# GHCND Stations Data Prep
#### Description:
This notebook is used to prep the data contained in ghcnd-stations.txt. Use noaa-daily-retrieve-files-ftp.ipynb to download this file among other metadta files used in the NOAA Daily Weather Project. 

System of Origin Data Source: https://www1.ncdc.noaa.gov/pub/data/ghcn/daily/ghcnd-stations.txt

#### Data Prep Operations:
- define english column names
- create CountryCode column from first 2 characters of StationID
- merge with ghcnd-countries.txt to get CountryName and ghcnd-states.txt to get StateName
- save to .csv file (tab separated)

#### Created by:
Nate Muth <br>
nmuth87@gmail.com

#### Created on:
7/29/2018

#### Changelog:
7/29/2018 - Initial Create Date<br>
8/5/2018 - Added metadata tables to give aliases for countries and states

In [2]:
import pandas as pd

In [3]:
# read stations.txt into DataFrame
stationsDF = pd.read_fwf('ghcnd-stations.txt', header=None, delimiter=' '
                         , widths=[12,9,10,7,3,31,4,4,6]
                         , names=['StationID', 'Latitude', 'Longitude', 'Elevation',
                                 'State', 'StationName', 'GSN_Flag', 'HCN_CRN_Flag', 'WMO_ID']
                         , dtypes={'WMO_ID':object}
                         )

# set StationID as the index
stationsDF.set_index('StationID', inplace=True)

In [4]:
stationsDF.head()

Unnamed: 0_level_0,Latitude,Longitude,Elevation,State,StationName,GSN_Flag,HCN_CRN_Flag,WMO_ID
StationID,Unnamed: 1_level_1,Unnamed: 2_level_1,Unnamed: 3_level_1,Unnamed: 4_level_1,Unnamed: 5_level_1,Unnamed: 6_level_1,Unnamed: 7_level_1,Unnamed: 8_level_1
ACW00011604,17.1167,-61.7833,10.1,,ST JOHNS COOLIDGE FLD,,,
ACW00011647,17.1333,-61.7833,19.2,,ST JOHNS,,,
AE000041196,25.333,55.517,34.0,,SHARJAH INTER. AIRP,GSN,,41196.0
AEM00041194,25.255,55.364,10.4,,DUBAI INTL,,,41194.0
AEM00041217,24.433,54.651,26.8,,ABU DHABI INTL,,,41217.0


In [5]:
stationsDF[stationsDF['StationName'].str.contains('EPPLEY')]
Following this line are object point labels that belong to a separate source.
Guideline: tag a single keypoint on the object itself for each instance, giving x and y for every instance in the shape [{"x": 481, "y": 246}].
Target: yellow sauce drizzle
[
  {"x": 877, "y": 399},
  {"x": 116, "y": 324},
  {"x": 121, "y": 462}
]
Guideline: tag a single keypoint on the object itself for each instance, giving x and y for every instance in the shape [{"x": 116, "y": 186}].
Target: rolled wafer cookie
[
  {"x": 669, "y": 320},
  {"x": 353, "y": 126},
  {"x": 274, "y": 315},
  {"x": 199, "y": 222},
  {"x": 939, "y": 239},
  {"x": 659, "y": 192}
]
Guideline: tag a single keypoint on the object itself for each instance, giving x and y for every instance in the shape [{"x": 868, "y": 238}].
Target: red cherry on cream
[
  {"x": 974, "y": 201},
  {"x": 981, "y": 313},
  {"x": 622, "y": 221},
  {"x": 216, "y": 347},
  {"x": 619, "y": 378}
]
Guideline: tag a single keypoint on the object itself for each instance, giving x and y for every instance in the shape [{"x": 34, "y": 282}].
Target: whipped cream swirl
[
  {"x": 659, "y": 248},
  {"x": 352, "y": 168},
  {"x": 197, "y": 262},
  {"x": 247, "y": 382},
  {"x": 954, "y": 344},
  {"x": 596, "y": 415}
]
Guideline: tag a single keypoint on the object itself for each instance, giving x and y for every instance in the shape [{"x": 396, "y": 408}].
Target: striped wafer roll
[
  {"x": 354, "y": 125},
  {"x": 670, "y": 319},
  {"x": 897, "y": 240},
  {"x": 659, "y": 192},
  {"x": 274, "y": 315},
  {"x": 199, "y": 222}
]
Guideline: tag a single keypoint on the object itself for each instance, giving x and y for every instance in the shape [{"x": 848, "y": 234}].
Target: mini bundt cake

Unnamed: 0_level_0,Latitude,Longitude,Elevation,State,StationName,GSN_Flag,HCN_CRN_Flag,WMO_ID
StationID,Unnamed: 1_level_1,Unnamed: 2_level_1,Unnamed: 3_level_1,Unnamed: 4_level_1,Unnamed: 5_level_1,Unnamed: 6_level_1,Unnamed: 7_level_1,Unnamed: 8_level_1
USW00014942,41.3103,-95.8992,299.3,NE,OMAHA EPPLEY AIRFIELD,,,72550.0


In [6]:
def countryCode(row):
    return row['temp_StationID'][:2]

stationsDF['temp_StationID'] = stationsDF.index.values
stationsDF['CountryCode']= stationsDF.apply(countryCode, axis=1)
stationsDF.drop(columns=['temp_StationID'],inplace=True)

In [7]:
stationsDF[stationsDF['StationName'].str.contains('EPPLEY')]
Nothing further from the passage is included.